In short, lost revenue is broadly defined as “any revenue that you as a health care provider lost due to coronavirus.” On June 2, 2020, HHS instructed providers to use PRF payments to cover “any cost that the lost revenue otherwise would have covered, so long as that cost prevents, prepares for, or responds to coronavirus.” HHS further instructed that these costs “do not need to be specific to providing care for possible or actual coronavirus patients, but the lost revenue that the [PRF] payment covers must have been lost due to coronavirus.”

The June 19, 2020, modifications to this FAQ also included the key statement that PRF recipients could “use any reasonable method” for estimating COVID-19 related lost revenue. HHS gave an example of this sort of reasonable method, commenting that if a PRF recipient had a budget prepared without taking into account the impact of COVID-19, the estimated lost revenue could be the difference between the recipient’s budgeted revenue and its actual revenue. 

Step Three: 

If a recipient did not expend all of its PRF funds in full by the end of calendar year 2020, it will have an additional six months—between January 1, 2021, and June 30, 2021—to use its remaining amounts toward expenses attributable to COVID-19 or to offset 2021 lost revenue. The most recent guidance from HHS instructs that providers who expend PRF funds during the first six months of 2021 will have a second and final reporting deadline of July 31, 2021.

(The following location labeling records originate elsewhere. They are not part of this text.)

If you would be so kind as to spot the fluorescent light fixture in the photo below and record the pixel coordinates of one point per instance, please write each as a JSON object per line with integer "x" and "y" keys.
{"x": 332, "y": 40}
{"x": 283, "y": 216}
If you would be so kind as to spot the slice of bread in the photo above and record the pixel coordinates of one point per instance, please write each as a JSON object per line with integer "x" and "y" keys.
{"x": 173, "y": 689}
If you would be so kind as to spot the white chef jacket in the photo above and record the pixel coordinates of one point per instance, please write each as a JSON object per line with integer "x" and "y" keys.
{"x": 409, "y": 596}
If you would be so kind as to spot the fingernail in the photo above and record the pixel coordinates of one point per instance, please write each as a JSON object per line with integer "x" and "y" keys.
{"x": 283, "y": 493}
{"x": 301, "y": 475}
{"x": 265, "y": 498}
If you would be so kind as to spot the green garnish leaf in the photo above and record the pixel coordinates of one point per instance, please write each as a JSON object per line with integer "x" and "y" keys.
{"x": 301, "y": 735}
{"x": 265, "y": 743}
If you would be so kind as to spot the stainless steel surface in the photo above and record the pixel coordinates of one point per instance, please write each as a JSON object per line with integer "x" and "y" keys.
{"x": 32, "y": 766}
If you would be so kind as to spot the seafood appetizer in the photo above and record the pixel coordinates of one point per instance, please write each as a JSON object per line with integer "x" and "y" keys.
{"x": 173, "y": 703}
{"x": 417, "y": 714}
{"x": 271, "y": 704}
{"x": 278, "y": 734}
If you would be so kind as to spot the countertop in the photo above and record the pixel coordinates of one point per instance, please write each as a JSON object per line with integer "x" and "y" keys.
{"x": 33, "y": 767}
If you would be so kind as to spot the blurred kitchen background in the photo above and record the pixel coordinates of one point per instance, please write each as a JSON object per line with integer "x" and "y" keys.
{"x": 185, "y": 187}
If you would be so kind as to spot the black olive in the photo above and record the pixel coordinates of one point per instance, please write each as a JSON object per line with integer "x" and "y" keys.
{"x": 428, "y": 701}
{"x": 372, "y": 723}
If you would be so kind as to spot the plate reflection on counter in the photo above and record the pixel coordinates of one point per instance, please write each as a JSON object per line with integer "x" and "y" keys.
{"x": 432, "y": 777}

Again, the reporting system opens tomorrow, January 15, 2021, and the deadline for completing and submitting your PRF report to HHS will be February 15, 2021

As we have already seen, guidance from HHS regarding PRF funding—particularly with respect to calculating lost revenue—is constantly evolving. Our Chambliss team will continue to analyze the new legislation and developing guidance on these topics.

DISCLAIMER: Because of the generality of this update, the information provided herein may not be applicable in all situations and should not be acted upon without specific legal advice based on particular situations.